Backs US DOT on Protecting
Des Moines--Iowa Attorney General Tom Miller today called it a major development that the US DOT issued three studies yesterday and policy recommendations aimed at protecting fair competition in the airline industry.
"Secretary Slater and the DOT have conducted a thoughtful process on airline competition issues for over two years," said Miller, who heads the Airline Competition Working Group of state attorneys general. "Their analysis of industry competition and their conclusion that a case-by-case enforcement approach to the problem is the best approach will be very helpful to consumers and communities that are desperate for good options and good fares when it comes to air travel."
Transportation Secretary Rodney Slater said the detailed studies released late Tuesday showed that "airlines may be using a wide variety of tactics to suppress competition." The studies suggested that the largest airlines use their dominance of major hub airports and other means to keep air travel prices artificially high and block competition from new competitors. The research "lays the economic and legal foundation for the Transportation Department to use its authority to promote competition more aggressively," Slater said in an address in New York Tuesday night.
"This is an important and positive development," Miller said. "It validates many of the complaints we have been voicing about the major airlines thwarting fair competition from start-up and low-fare airlines, and it provides a road map for how to tackle this problem. We strongly support the DOT and US Department of Justice taking action on a case-by-case basis against airlines that engage in unfair or illegal competition."

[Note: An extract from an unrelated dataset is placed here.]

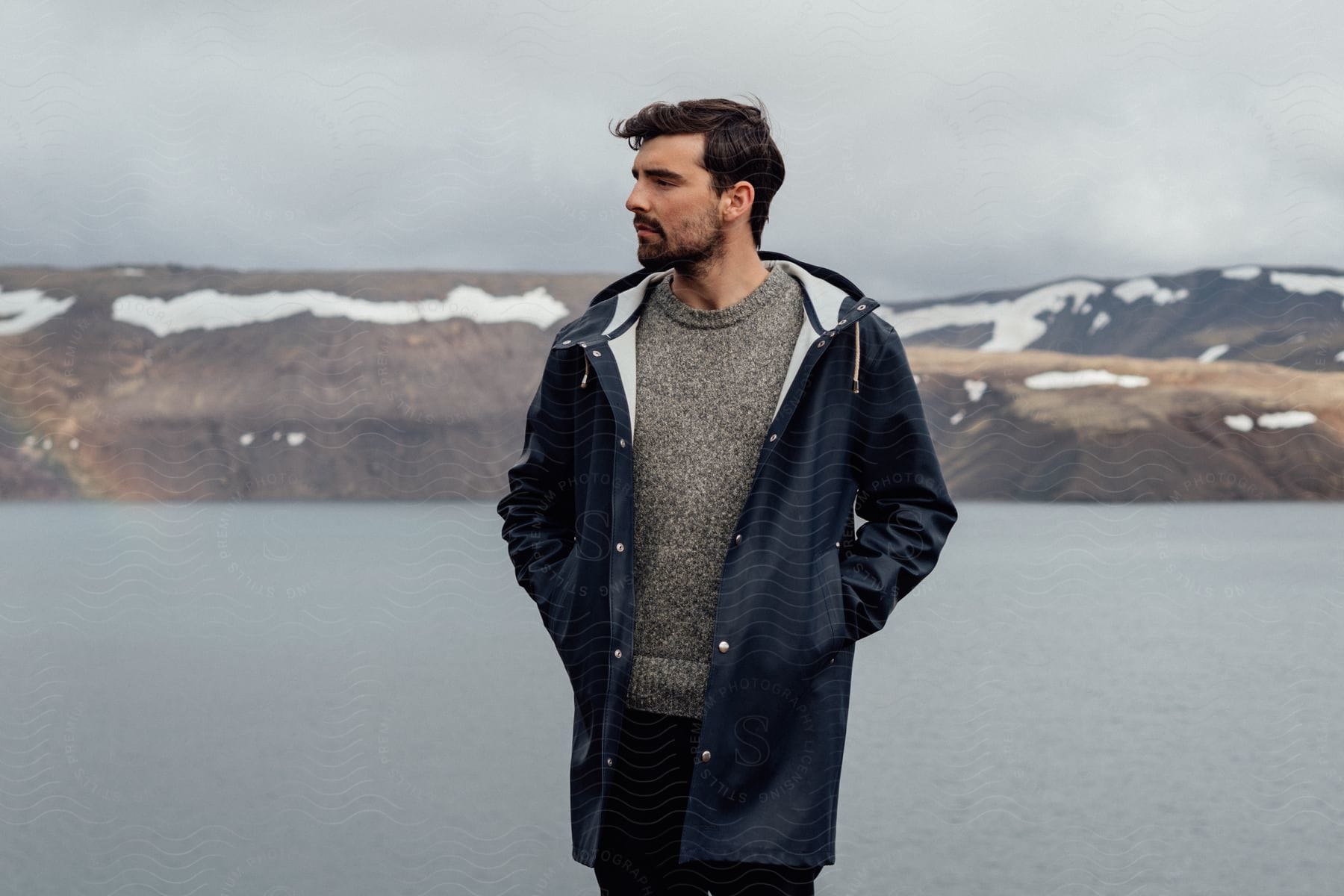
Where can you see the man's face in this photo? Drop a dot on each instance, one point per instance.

Miller said airline competition is a crucial issue for Iowa and other states that are served by few airlines - especially at a time of sweeping consolidation in the industry.
"The economic vitality of our cities and our state are gravely threatened if we don't have ample choices and reasonable prices when it comes to air travel," he said. "We must have a competitive environment that allows fair competition by Access Air and any other start-up or low-fare airline."
Miller said the DOT studies document how air fares soar after low-cost or start-up airlines are forced to leave markets. Slater said complaints appeared to be valid that the largest airlines sometimes responded to competition from low-fare airlines with unfair practices with a goal of eliminating competition.